CMS officials might include digital tools in the expansion of the prediabetes program, says Mike Payne, head of medical affairs at Omada Health. Omada hopes to supply those tools.
Omada provides diabetes prevention services for about 55,000 people, most of whom have employer-sponsored insurance. Payne describes what Omada does as digital behavioral medicine that borrows some techniques from Alcoholics Anonymous and similar programs.

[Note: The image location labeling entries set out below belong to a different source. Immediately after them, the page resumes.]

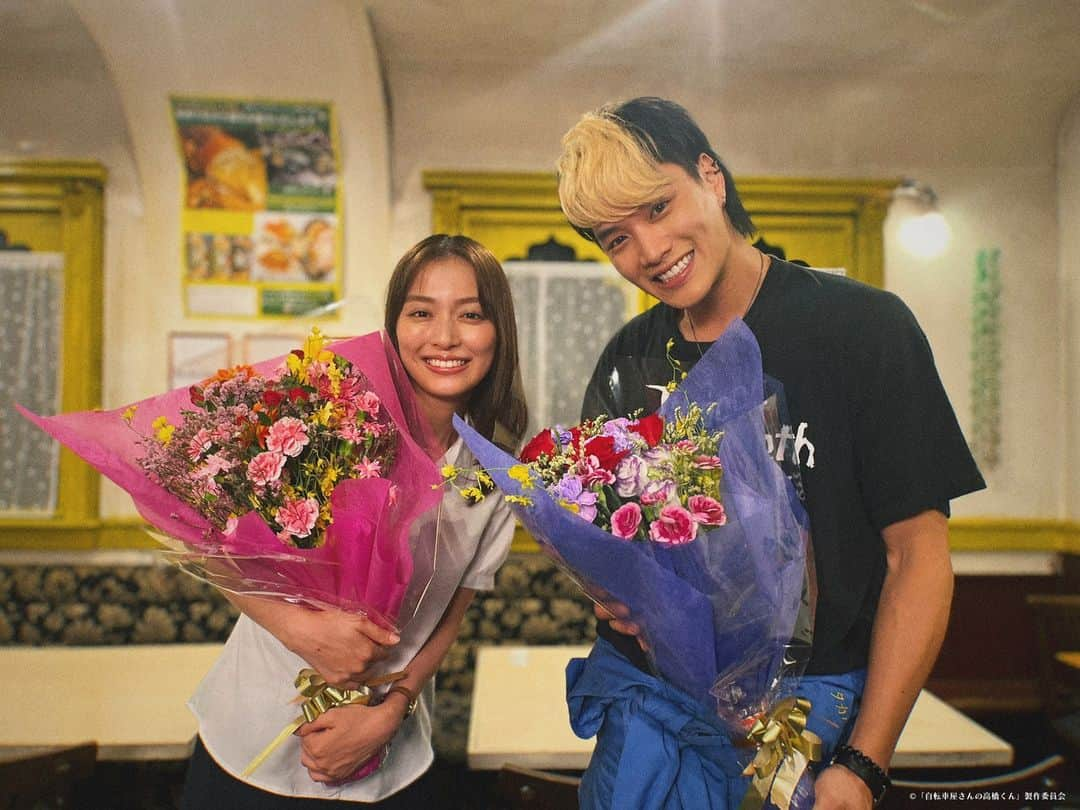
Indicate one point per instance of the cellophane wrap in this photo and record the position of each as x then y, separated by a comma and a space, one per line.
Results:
728, 617
367, 561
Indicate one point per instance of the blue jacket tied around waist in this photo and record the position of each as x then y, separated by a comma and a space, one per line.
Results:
658, 748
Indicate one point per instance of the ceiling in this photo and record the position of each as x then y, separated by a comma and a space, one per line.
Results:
985, 82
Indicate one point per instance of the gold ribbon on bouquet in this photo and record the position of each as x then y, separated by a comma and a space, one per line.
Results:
784, 750
318, 698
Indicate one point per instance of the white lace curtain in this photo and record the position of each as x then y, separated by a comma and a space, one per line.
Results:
31, 287
566, 313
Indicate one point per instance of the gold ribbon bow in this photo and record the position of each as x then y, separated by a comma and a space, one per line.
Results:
319, 698
784, 750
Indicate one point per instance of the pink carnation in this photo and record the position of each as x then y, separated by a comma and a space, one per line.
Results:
298, 517
707, 462
675, 526
266, 468
215, 463
707, 511
625, 521
287, 435
199, 444
658, 491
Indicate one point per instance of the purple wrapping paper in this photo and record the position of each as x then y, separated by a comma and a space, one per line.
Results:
366, 563
719, 612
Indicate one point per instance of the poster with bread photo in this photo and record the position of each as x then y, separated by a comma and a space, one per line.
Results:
260, 206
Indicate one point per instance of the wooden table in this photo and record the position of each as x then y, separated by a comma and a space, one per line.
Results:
520, 716
131, 700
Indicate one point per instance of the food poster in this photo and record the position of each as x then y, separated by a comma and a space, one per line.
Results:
261, 207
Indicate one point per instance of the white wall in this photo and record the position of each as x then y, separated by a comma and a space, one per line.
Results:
102, 92
996, 192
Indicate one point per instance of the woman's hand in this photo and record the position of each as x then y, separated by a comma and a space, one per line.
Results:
336, 743
339, 646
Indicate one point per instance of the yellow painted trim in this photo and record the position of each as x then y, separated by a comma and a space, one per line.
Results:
463, 198
79, 536
72, 192
971, 534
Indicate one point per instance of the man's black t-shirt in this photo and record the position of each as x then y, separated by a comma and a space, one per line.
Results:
867, 433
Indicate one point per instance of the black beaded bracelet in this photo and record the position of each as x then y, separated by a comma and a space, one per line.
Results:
865, 768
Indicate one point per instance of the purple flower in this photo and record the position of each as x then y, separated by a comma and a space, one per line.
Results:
617, 429
593, 473
631, 476
625, 521
570, 491
658, 491
706, 511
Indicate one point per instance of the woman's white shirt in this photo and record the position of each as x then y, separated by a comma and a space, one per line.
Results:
247, 697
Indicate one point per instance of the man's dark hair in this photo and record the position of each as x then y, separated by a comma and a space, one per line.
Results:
667, 132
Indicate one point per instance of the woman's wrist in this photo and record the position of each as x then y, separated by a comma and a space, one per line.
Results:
403, 699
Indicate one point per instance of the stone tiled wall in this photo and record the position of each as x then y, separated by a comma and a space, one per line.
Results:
42, 603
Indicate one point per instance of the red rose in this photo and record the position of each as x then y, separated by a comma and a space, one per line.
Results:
650, 428
541, 444
603, 448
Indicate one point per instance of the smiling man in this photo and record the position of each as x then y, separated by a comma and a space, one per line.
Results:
863, 428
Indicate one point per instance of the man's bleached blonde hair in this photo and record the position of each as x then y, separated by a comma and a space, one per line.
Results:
605, 173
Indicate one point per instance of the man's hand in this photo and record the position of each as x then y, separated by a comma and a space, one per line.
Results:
838, 788
336, 743
340, 646
618, 615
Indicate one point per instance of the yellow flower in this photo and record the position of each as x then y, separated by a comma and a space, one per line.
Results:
472, 494
521, 474
313, 346
328, 480
335, 376
163, 430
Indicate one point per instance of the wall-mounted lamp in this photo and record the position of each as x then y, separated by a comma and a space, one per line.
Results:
923, 232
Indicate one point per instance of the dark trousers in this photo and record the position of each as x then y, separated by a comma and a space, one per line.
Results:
210, 787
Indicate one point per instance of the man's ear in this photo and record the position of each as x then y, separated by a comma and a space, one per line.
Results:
710, 172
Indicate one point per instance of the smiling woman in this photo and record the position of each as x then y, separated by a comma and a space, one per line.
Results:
450, 315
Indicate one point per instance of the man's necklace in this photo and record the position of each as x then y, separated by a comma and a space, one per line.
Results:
757, 288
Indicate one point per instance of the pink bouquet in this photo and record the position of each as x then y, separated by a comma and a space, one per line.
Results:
295, 478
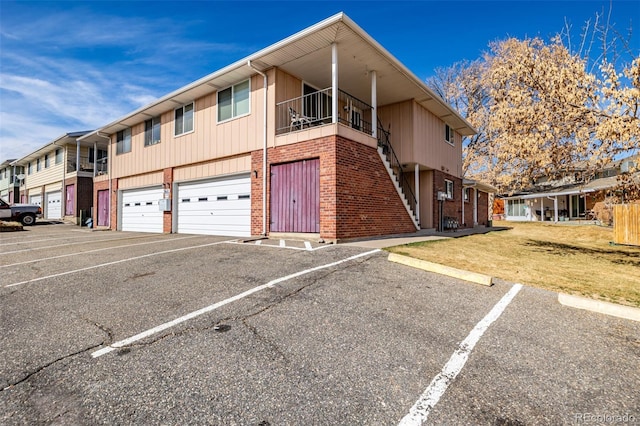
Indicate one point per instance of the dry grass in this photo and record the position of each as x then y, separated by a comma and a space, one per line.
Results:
569, 259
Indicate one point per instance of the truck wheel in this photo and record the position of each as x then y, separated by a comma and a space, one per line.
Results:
27, 219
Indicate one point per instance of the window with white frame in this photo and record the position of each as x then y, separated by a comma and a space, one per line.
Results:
449, 188
123, 141
449, 134
183, 119
234, 101
152, 131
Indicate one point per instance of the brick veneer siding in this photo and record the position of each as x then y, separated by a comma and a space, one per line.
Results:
357, 198
451, 208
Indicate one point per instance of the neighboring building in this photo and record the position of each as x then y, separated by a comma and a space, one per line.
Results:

“You’ve got a health coach, you’ve got a curriculum, you’ve got some tracking tools, you have some education, but you also have a lot of emotional interactions and collaboration, and in some cases, competition around things like weight loss,” Payne said.
Payne also points out that Omada’s approach very much keeps in line with CMS’s push for value-based health care. The agency wants 30% of Medicare outlays by 2016, and half by 2018, to be routed through alternative payment models such as ACOs and bundled payments.
“We price based on outcomes,” Payne said. “We just don’t believe in pricing for access, for example, per member per month.” Omada charges a “modest” enrollment fee, “but then we only make money if we help people.”